Chinese, South Korean and Indonesian Olympic badminton players face disciplinary action over poor play last night that drew a caution from the umpire and jeers from spectators.
The Badminton World Federation today said it opened disciplinary cases against four women’s doubles teams for “not using one’s best efforts to win a match” and “conducting oneself in a manner that is clearly abusive or detrimental to the sport.”
World champions and top seeds Yu Yang, 26 and Wang Xiaoli, 23, from China and South Korea’s Jung Kyung-Eun, 22, and Kim Ha-Na, 22, had already made the quarterfinals. Korea won the Group A tie 2-0 to set up a meeting with China’s Tian Quing and Zhao Yunlei. By losing, the Chinese pair can’t meet their compatriots until the final.

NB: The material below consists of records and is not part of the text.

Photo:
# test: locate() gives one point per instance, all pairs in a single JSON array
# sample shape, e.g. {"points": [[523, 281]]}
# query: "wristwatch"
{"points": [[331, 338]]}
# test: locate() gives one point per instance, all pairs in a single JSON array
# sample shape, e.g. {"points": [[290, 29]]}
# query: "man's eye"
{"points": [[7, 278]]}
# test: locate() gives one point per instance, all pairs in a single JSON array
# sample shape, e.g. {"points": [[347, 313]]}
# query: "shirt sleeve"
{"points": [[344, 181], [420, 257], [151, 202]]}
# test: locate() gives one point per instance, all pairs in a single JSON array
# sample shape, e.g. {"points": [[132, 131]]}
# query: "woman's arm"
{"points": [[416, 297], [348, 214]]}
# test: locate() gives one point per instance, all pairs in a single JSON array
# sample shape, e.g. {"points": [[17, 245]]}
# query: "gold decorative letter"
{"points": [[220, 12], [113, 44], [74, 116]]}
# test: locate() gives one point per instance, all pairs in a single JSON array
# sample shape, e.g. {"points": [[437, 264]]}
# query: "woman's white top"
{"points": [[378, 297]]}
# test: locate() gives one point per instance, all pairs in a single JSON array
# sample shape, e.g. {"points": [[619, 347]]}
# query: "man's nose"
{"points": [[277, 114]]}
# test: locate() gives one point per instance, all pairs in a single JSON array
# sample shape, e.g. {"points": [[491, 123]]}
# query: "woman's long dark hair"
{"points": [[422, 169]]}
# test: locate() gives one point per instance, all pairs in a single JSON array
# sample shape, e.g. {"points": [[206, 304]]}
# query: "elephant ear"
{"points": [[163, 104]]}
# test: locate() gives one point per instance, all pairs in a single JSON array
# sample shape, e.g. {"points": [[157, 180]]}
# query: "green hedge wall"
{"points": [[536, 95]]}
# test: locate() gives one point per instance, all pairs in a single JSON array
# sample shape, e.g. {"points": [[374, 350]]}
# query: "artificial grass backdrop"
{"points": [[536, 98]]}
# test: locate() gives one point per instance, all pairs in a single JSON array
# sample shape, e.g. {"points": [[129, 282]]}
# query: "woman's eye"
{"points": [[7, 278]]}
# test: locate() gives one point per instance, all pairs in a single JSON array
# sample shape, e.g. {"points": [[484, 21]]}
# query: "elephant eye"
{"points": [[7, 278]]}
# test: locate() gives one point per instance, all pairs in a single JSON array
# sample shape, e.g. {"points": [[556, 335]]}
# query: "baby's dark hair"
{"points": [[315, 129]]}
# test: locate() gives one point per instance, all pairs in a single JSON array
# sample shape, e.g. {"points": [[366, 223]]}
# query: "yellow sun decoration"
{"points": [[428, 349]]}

The match referee warned the players at 14-10 in the first game after several serves from both teams hit the net. Tournament referee Torsten Berg of Denmark was called and told the teams that they faced punishment if they didn’t compete properly. South Korea head coach Sung Han Kook placed the blame with the Chinese pair.
“It’s not like the Olympics spirit to play like this,” Sung said at London’s Wembley Arena. “How could the No. 1 pair in the world play like this? They start playing mistakes.”
A second Korean pair, the third-seeded Ha Jung Eun, 25 and Kim Min Jung, 26, and Indonesia’s Meiliana Jauhari and Greysia Polii, 24, are also involved in the case.
The BWF’s disciplinary committee is holding a formal hearing this morning, the ruling body said in a statement.
Yu, Wang, Jung and Kim were booed by the crowd as they exited after the South Korean pair won 21-14, 21-11.
Yu told journalists that she and her partner were already through and were conserving energy for the elimination stage.
“If we’re not playing the best, it’s because it doesn’t matter,” she said. “The most important thing is the elimination match.”